Le pregunté si tenía condones. Me señaló los pantalones tirados en el suelo. Aproveché para quitárselos del todo y dejarlo desnudo de cintura para abajo. Le besé la polla un par de veces para que volviera a estar al máximo y le coloqué el preservativo con cuidado. Después me subí encima de él.
Lo guié hasta encajarlo dentro y empecé a moverme despacio, marcando un ritmo cada vez más profundo. Ramiro me sujetó las caderas con las dos manos. Me incliné hacia delante, dejé que mis pechos quedaran sobre su cara y él los buscó con la boca, alternando entre uno y otro.

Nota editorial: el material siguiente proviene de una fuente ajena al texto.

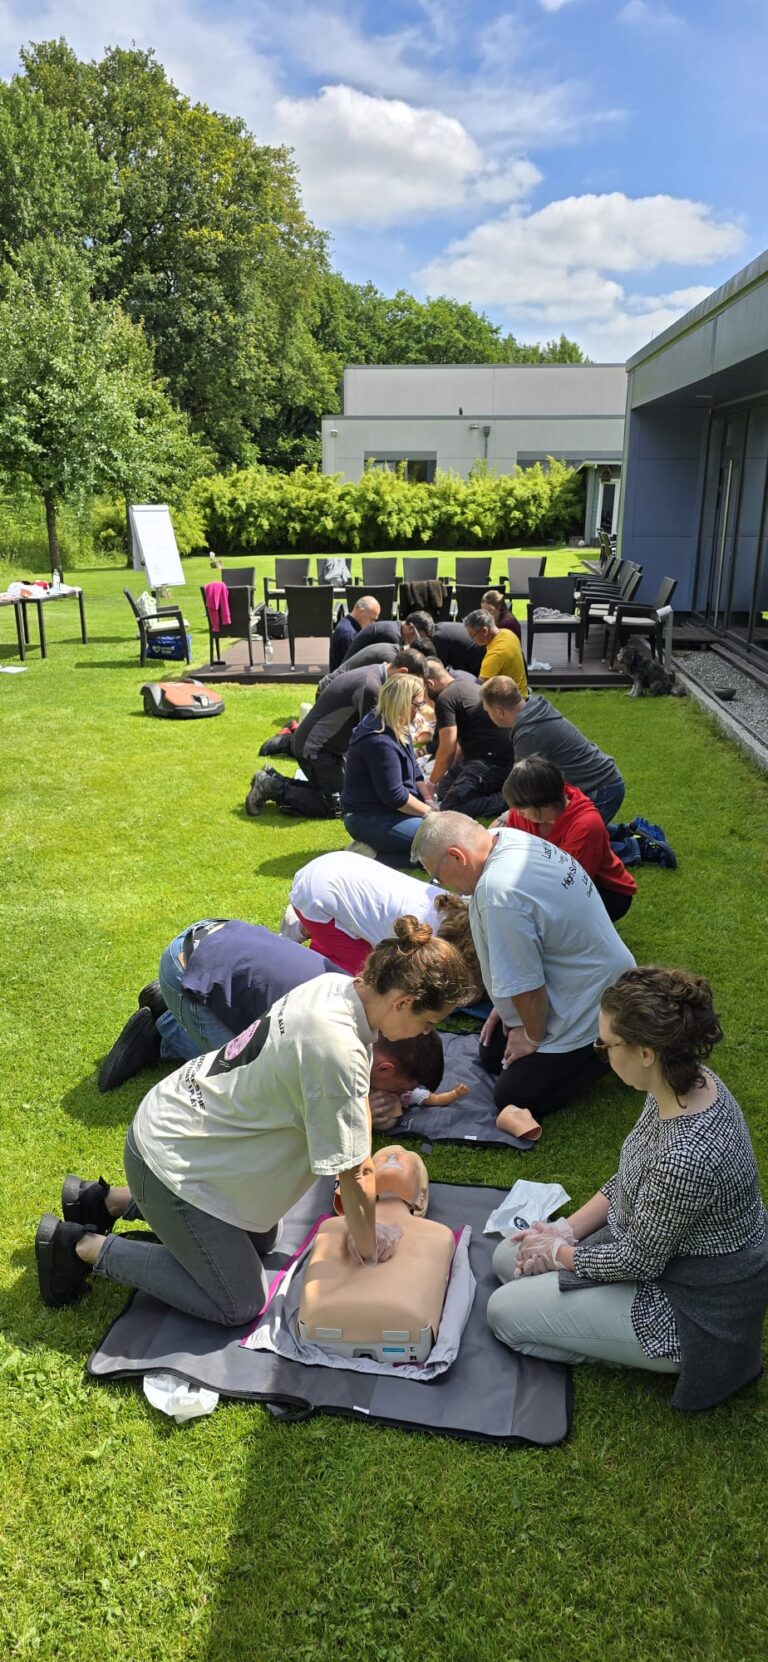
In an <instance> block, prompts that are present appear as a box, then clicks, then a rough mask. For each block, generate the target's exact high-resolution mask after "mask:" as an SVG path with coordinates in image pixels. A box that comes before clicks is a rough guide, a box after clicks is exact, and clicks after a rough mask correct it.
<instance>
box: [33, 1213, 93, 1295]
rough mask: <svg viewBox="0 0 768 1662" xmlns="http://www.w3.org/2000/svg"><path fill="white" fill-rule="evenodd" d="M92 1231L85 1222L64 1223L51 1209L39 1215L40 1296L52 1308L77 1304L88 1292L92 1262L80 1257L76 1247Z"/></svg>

—Cuñada, qué bien follas —murmuraba—. Espero que el estúpido de mi hermano sepa lo que tiene en casa.
Me moví más rápido. Mi segundo orgasmo de la tarde vino sin avisar, atravesándome de golpe. Antes de que él se corriera, me bajé, me giré y volví a montarlo de espaldas a él. Lo hicimos así hasta que sus gemidos se convirtieron en un rugido y noté cómo se vaciaba dentro del condón.
Me levanté, me arrodillé entre sus piernas y le quité el preservativo con cuidado. Lo limpié con un pañuelo. No quería que quedara nada en aquel sofá donde, días atrás, su mujer me había hecho tan feliz.
—Cuñadita, siempre fuiste mi favorita —dijo cuando acerqué mi cara a la suya—. Espero que lo repitamos muchas veces.
—¿Con tus otras cuñadas no lo has hecho?
—No estaría mal —rio—, hacer cornudos a algunos de mis hermanos. Pero tú eres la elegida.
Yo ya tenía suficiente experiencia para saber que no había que creer todo lo que un hombre dice mientras está desnudo. Pero apetecía oírlo. Entonces Ramiro me pidió algo distinto:
—Ponte de pie encima del sofá y tócate.
No estaba allí para negar nada. Me puse de pie sobre los cojines, me metí dos dedos y empecé a moverlos mientras él se masturbaba a mis pies. Cuando lo tuvo otra vez listo, me hizo bajar y me pidió que me apoyara con las manos en el respaldo. Se colocó detrás. Sentí su sexo deslizándose entre mis nalgas.
—Tienes un culo estupendo. Me encantaría follártelo.
—Está bien, cuñado —respondí.
Doblé la espalda en noventa grados y apoyé las manos firmes contra el respaldo. Mi cuerpo ya estaba acostumbrado a eso por las pollas de mi suegro y de algún otro miembro de la familia. Lo recibí sin dolor y, casi enseguida, con verdadero placer. Ramiro empezó a moverse despacio y luego con más fuerza. Sabía lo que hacía. Sus gemidos crecieron hasta que se corrió otra vez, esta vez dentro de mí, con un grito ronco contra mi cuello.
—Muchas gracias por la tarde, cuñadito —le dije cuando logramos separarnos.
Después los dos nos vestimos en silencio. Le di un beso corto en los labios y emprendí el camino a casa. Mientras conducía, sonriendo sola, supe dos cosas: que aquella casa volvería a abrirme la puerta muchas veces, y que mi suegro había encontrado en mí exactamente lo que buscaba.